J’ai trouvé ta lettre posée sous le miroir de l’entrée. Je suis resté comme un idiot, avec ce message dans la main, couvert de consonnes et de voyelles entrelacées, jetées  à la va-vite sur le papier.. Je n’ai même pas reconnu ton écriture au début. J’ai cru qu’il s’agissait d’un bulletin reçu le matin même. Tu l’avais déposé là pour me le montrer à mon retour.  J’en ai lu la moitié et l’ai trouvé un peu excessif dans la formulation., du genre « inducteur d’émotion » - Nous le relirons ensemble, me suis-je dit.
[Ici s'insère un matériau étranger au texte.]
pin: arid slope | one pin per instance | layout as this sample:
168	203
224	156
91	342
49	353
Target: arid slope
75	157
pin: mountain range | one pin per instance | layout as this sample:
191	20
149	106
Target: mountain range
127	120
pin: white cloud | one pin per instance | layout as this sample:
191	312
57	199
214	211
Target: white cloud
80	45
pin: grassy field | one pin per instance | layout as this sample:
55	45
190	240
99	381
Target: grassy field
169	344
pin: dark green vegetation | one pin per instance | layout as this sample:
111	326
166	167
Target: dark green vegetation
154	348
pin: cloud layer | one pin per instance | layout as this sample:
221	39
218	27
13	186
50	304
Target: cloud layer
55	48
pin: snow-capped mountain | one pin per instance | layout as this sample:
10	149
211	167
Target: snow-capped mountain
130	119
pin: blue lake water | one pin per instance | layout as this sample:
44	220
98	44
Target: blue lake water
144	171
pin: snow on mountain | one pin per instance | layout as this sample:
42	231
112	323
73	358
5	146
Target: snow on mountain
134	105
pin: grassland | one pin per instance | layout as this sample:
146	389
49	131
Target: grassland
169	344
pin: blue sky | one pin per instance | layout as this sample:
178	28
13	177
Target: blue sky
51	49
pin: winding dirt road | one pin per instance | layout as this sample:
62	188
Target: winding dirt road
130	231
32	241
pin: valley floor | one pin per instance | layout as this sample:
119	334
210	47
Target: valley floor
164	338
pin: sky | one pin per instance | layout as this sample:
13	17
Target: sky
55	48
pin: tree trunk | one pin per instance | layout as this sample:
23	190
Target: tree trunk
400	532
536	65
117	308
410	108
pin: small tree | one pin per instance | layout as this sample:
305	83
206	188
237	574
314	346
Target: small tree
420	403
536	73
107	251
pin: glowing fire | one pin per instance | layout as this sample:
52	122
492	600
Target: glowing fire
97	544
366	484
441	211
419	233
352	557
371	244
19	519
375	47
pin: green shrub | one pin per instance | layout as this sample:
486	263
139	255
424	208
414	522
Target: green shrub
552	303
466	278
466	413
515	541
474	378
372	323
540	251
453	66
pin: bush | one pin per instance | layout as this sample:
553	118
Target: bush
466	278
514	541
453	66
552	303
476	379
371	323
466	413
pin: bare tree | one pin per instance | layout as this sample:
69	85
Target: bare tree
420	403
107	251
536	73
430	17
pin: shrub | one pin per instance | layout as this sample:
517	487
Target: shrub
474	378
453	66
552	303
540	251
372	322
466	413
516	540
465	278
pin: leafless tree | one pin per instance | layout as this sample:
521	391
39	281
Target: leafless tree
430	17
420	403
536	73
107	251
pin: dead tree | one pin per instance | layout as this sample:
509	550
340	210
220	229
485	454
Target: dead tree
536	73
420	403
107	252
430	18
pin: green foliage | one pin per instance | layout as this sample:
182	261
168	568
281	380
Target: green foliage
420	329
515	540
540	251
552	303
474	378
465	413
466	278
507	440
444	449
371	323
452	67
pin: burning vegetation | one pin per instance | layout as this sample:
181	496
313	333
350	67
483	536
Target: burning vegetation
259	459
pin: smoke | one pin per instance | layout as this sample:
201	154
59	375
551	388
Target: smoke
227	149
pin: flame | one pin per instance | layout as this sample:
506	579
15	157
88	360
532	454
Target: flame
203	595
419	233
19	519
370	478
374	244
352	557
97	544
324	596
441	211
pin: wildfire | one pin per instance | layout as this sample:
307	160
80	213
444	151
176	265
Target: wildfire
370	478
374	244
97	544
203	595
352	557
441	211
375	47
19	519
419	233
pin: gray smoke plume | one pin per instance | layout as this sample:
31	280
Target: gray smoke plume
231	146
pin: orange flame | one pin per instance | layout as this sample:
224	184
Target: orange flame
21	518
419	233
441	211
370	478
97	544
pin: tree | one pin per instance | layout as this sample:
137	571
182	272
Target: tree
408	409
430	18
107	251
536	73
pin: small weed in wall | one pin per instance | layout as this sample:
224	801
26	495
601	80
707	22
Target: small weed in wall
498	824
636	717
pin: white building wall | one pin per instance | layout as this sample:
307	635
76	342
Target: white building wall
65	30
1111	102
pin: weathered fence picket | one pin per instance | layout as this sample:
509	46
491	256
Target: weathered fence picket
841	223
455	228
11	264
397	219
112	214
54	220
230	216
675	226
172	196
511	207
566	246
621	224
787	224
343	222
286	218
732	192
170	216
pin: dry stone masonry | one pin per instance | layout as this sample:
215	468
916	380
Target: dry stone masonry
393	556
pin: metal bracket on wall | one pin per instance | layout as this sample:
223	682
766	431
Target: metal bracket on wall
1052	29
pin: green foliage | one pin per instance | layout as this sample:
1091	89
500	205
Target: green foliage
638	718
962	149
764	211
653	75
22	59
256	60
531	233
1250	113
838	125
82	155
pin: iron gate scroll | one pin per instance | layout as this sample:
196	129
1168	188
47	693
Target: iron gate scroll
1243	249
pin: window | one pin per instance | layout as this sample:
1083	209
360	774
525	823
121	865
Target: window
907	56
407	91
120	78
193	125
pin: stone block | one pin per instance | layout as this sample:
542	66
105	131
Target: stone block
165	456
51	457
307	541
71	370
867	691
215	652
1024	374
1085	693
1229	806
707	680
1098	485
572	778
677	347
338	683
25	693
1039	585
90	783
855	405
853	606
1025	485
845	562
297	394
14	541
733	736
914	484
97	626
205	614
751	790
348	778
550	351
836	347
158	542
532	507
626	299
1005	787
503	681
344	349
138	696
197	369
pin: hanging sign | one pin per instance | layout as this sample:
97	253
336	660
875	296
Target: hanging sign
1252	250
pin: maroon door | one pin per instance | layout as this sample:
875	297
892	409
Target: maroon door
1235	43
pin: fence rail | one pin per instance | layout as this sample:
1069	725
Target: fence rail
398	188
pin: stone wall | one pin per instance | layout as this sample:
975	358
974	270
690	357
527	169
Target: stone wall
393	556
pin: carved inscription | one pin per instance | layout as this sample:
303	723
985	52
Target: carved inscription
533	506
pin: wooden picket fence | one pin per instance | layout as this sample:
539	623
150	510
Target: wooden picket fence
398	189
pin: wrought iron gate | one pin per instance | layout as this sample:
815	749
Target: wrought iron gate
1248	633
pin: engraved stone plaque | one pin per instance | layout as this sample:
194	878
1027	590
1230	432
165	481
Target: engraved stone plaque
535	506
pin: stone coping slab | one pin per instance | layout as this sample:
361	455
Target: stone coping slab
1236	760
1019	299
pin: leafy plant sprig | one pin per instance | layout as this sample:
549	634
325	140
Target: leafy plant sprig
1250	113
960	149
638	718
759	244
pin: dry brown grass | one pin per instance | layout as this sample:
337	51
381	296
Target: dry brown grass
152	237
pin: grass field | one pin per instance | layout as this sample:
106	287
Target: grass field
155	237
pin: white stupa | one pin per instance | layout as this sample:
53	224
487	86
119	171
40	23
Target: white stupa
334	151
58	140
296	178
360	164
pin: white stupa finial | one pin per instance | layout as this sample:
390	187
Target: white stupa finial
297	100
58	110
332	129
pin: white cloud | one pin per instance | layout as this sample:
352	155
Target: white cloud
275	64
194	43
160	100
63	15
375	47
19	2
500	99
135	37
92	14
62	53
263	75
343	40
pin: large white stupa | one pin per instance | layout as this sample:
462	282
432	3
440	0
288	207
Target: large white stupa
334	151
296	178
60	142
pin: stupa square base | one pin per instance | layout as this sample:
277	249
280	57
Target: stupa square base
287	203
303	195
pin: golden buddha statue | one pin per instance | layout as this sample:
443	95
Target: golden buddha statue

Nous en discuterons tout-à l’heure, Nous ne sommes pas iPaginauteurs pour rien.

Curieusement, mes doigts se sont crispés et ont froissé le message inconsciemment. J’ai éprouvé un léger vertige et me suis assis sur la première marche de l’escalier, avec au creux de l'estomac, la sensation d’une catastrophe imminente.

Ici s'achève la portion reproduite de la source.